A good number of the people who are locked up in our jails have not actually been convicted of any crimes. A good number of people who are in prisons are actually on pretrial detention. They are held in jails while going through trial. Some of them have been given bail, but they are unable to meet the bail terms: usually because of poverty. So they have to stay in prison, right up to the end of their cases – whereupon they may be convicted, resulting in further incarceration. Others have been denied bail, for one reason or another, following the bail hearings. A question that tends to come up regarding all these people is the one as to whether the pretrial detention they find themselves in is justified.

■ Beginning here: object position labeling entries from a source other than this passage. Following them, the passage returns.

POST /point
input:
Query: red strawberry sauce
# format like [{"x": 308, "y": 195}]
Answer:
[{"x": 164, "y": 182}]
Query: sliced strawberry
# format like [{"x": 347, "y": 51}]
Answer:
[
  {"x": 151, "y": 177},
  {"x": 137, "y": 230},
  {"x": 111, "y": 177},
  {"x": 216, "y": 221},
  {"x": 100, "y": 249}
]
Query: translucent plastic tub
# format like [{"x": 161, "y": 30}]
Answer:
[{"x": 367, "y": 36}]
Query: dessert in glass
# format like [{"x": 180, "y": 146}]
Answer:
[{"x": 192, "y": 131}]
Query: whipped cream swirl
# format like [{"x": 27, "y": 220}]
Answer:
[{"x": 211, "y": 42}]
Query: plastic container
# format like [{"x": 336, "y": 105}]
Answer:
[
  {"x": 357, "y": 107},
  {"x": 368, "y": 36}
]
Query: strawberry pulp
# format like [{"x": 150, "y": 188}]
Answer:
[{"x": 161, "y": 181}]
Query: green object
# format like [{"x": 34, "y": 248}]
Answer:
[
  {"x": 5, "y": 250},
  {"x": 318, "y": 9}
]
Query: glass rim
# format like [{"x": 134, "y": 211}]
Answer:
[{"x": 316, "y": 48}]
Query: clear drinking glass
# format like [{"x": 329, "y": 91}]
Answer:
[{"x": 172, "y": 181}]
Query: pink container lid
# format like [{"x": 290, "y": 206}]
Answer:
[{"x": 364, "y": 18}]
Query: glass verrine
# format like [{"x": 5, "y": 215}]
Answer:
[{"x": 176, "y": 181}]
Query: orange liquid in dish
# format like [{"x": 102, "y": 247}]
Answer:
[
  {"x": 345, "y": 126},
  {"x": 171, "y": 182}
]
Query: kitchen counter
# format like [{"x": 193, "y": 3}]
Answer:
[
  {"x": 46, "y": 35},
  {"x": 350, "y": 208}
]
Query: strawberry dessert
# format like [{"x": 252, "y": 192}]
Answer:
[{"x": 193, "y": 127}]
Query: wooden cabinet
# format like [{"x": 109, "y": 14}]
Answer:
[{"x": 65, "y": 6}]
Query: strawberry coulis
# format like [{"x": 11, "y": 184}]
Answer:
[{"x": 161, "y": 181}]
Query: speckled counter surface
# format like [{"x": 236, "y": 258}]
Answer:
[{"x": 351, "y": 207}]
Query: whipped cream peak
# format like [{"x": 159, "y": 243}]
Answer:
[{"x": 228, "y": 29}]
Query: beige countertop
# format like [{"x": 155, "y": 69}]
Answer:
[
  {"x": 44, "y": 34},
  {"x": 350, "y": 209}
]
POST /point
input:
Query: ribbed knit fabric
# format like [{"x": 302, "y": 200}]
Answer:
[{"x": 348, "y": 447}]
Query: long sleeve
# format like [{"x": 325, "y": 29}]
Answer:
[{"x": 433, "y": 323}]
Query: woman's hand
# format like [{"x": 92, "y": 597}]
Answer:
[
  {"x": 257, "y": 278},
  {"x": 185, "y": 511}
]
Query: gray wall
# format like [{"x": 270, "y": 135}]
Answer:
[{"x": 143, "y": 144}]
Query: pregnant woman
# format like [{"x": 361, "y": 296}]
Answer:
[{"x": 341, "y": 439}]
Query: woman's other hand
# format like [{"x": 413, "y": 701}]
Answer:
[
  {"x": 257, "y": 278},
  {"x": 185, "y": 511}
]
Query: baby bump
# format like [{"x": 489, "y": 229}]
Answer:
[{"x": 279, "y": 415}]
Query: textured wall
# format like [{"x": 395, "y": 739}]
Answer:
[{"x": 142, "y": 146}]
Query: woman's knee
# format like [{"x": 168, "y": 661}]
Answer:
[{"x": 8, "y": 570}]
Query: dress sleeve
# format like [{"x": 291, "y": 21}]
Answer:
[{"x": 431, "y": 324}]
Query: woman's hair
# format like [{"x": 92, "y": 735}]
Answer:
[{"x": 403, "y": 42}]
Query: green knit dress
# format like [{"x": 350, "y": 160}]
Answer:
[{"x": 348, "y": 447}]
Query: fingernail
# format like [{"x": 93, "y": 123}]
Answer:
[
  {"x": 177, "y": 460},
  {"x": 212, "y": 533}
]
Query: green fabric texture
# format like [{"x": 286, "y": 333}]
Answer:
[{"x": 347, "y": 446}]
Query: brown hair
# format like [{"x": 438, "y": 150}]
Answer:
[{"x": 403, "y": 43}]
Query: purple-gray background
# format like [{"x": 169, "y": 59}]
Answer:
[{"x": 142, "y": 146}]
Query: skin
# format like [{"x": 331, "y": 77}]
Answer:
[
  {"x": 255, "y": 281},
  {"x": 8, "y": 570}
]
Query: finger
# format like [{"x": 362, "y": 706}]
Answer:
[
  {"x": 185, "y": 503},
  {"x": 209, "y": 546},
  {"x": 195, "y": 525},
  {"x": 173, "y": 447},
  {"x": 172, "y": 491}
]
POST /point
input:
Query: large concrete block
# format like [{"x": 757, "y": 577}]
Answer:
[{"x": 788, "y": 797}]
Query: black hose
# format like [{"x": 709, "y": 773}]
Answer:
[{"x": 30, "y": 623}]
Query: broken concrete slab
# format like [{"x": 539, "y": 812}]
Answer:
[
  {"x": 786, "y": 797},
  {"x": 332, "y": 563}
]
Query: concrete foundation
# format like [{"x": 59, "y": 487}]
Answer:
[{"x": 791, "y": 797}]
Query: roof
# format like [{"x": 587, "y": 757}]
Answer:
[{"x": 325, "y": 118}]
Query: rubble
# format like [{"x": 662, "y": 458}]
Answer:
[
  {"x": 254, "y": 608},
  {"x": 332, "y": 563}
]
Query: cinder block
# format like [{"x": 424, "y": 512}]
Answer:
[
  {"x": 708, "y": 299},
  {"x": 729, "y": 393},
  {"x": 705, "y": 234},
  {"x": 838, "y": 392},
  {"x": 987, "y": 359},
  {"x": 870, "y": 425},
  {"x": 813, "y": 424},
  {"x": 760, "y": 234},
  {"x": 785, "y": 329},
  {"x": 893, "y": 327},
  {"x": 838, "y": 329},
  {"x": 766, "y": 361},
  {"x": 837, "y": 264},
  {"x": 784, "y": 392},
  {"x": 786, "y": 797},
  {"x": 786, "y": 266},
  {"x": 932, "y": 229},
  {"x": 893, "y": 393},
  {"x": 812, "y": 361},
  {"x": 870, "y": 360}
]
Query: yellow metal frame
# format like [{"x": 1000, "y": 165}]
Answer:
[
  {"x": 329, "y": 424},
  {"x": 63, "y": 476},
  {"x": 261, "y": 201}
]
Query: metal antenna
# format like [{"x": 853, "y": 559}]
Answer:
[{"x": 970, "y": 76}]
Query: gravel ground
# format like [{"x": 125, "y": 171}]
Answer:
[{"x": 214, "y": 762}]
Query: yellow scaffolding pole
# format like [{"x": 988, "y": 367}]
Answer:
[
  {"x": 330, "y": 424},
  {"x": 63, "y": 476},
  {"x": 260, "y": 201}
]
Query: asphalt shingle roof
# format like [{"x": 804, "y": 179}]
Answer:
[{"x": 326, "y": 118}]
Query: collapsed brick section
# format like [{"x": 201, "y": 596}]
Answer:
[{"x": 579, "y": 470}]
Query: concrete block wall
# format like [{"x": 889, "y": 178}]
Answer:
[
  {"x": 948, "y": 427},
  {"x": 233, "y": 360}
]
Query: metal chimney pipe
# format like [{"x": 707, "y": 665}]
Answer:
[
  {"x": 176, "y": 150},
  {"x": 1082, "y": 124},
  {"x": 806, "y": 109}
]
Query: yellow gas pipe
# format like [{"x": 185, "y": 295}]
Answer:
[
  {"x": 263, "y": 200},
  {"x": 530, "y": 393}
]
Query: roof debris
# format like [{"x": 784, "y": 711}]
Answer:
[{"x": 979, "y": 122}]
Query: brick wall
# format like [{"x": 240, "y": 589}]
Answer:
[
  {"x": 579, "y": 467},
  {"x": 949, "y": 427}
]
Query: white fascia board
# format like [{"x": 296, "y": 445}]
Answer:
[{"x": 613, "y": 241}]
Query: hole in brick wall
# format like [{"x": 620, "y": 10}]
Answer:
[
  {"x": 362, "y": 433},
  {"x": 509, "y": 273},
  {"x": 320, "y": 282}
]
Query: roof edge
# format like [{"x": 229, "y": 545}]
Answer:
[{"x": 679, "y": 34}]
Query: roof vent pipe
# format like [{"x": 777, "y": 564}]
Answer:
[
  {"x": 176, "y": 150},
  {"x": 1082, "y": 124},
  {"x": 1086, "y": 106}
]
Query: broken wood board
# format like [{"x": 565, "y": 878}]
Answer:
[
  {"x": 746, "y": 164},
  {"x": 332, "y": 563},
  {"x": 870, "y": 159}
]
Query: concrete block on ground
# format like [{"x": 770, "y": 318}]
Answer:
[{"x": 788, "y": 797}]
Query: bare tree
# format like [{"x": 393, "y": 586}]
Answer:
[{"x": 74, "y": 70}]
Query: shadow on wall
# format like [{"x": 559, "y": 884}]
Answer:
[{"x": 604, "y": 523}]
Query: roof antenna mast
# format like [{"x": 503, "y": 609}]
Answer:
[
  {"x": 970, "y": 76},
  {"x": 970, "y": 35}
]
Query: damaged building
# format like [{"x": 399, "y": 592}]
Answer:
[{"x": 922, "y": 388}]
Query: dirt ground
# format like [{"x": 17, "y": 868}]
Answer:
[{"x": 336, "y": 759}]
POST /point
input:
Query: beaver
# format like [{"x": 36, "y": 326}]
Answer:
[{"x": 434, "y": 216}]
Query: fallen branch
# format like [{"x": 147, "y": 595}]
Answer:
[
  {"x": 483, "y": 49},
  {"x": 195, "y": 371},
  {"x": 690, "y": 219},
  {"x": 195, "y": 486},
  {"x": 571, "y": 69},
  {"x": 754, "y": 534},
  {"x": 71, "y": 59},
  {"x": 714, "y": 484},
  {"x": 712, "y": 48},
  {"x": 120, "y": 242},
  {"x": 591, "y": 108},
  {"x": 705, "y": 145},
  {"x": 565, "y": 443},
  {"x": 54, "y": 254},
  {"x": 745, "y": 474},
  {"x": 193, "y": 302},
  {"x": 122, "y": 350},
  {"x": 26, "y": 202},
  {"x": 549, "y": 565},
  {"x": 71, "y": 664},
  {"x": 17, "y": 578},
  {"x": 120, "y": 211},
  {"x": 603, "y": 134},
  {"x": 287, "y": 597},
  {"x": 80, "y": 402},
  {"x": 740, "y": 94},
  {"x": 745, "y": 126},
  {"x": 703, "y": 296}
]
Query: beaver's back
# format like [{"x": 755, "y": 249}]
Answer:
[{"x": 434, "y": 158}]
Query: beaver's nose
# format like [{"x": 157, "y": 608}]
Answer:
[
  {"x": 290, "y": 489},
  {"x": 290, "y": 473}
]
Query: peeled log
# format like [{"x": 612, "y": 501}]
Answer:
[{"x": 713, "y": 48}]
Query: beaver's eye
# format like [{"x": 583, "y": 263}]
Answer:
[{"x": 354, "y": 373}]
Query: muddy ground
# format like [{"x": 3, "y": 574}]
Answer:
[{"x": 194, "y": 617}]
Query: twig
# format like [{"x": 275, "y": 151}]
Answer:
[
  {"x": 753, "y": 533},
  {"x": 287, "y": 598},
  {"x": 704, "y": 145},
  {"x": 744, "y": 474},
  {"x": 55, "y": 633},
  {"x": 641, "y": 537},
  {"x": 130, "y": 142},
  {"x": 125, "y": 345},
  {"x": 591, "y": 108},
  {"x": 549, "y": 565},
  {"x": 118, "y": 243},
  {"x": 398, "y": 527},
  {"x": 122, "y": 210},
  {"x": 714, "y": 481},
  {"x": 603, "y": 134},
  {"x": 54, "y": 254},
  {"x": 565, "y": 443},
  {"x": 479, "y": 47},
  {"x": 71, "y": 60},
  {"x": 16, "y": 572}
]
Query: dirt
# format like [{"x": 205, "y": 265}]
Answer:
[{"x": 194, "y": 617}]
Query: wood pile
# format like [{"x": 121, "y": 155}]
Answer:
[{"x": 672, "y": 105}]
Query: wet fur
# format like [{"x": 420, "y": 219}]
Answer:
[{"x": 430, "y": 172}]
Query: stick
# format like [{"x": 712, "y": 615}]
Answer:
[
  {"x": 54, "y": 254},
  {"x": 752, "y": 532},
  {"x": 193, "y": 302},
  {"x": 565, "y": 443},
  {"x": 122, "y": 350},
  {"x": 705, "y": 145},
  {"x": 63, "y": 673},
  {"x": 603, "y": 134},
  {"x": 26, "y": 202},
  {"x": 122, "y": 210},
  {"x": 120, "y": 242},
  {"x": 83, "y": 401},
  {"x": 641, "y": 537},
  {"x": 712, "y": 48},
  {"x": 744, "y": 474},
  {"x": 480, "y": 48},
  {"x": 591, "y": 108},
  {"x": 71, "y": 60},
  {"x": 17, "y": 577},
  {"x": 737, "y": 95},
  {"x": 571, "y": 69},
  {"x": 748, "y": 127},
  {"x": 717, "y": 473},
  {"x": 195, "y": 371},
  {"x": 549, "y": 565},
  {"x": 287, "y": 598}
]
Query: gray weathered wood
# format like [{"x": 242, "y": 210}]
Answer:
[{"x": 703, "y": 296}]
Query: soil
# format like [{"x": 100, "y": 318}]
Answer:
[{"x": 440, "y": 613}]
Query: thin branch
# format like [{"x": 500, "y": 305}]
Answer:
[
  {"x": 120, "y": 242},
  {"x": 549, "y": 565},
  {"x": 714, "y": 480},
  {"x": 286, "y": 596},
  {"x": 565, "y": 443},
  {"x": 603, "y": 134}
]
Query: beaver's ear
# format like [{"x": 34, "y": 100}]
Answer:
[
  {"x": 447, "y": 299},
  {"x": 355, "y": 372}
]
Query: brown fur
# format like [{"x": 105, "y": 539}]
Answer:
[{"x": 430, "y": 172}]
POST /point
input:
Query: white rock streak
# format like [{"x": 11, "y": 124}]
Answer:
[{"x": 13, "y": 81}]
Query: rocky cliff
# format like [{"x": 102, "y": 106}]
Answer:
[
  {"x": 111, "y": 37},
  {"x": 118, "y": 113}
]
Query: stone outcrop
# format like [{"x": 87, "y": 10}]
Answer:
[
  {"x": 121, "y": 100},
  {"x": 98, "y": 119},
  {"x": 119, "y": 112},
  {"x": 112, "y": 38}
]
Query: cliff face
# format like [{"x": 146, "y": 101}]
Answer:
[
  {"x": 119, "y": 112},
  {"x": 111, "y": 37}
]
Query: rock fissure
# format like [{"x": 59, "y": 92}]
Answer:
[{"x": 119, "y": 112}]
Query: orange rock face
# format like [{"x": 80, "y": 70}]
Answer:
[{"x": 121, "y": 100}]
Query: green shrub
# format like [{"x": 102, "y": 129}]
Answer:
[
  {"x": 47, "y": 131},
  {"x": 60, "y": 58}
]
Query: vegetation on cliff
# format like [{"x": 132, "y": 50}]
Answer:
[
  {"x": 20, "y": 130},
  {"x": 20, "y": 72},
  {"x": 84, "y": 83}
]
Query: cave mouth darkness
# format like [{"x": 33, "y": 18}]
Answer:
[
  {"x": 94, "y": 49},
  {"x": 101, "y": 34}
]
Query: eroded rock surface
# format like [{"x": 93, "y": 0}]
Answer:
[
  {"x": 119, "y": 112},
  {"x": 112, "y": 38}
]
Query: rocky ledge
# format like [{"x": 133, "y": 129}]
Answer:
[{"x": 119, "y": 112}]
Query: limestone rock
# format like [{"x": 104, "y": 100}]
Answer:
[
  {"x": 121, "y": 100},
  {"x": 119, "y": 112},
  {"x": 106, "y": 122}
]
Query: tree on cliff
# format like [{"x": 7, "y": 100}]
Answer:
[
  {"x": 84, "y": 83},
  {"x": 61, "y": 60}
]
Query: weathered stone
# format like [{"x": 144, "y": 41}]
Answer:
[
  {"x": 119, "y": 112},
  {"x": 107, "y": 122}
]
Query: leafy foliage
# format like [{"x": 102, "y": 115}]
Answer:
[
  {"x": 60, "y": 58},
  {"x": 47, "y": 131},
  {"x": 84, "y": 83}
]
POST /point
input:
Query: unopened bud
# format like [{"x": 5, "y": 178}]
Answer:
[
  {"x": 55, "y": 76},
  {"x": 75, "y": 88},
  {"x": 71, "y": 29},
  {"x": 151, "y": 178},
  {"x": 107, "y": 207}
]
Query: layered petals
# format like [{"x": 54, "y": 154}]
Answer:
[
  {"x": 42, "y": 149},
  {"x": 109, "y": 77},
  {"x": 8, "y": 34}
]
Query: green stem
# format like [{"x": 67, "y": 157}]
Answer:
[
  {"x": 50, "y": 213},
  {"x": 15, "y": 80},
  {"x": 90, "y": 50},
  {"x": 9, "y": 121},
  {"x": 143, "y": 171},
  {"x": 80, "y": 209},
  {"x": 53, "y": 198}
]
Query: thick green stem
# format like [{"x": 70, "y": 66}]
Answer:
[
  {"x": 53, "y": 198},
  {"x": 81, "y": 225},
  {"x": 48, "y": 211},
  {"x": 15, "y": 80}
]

Before going any further with this discussion, it is important to appreciate that all people are presumed to be innocent, until they are found guilty by courts of law. Therefore, ideally, nobody should be detained before they are found guilty by a court of law: because detention, by whichever definition, is a form of punishment.
There is a school of thought which believes that pretrial detention is justified in certain cases. Those are, for instance, cases where the defendants are likely to interfere with the witnesses, if they are released on bail. Or cases where the defendants are likely to abscond, if they are released on bail. Nobody can argue with these facts: but it is important to ensure that the cases of the people who are held in pretrial detention proceed fast. Otherwise we may end up with situations where people are held in pretrial detention for long, only for them be declared not guilty at the end of trial.
The cases of pretrial detention that are hard to justify are those in which the defendants are held due to inability to raise the required bail money. So, effectively, such people are held on pretrial detention because they are poor: not because they are likely to abscond or to interfere with witnesses, but because they are poor. Even sadder is the fact that the bail amounts in question are usually small sums of money: sometimes less than a typical Walmart discount. But because the poor people can’t raise that much money, they have to be held in pretrial detention. Such cases of pretrial detention are hard to justify.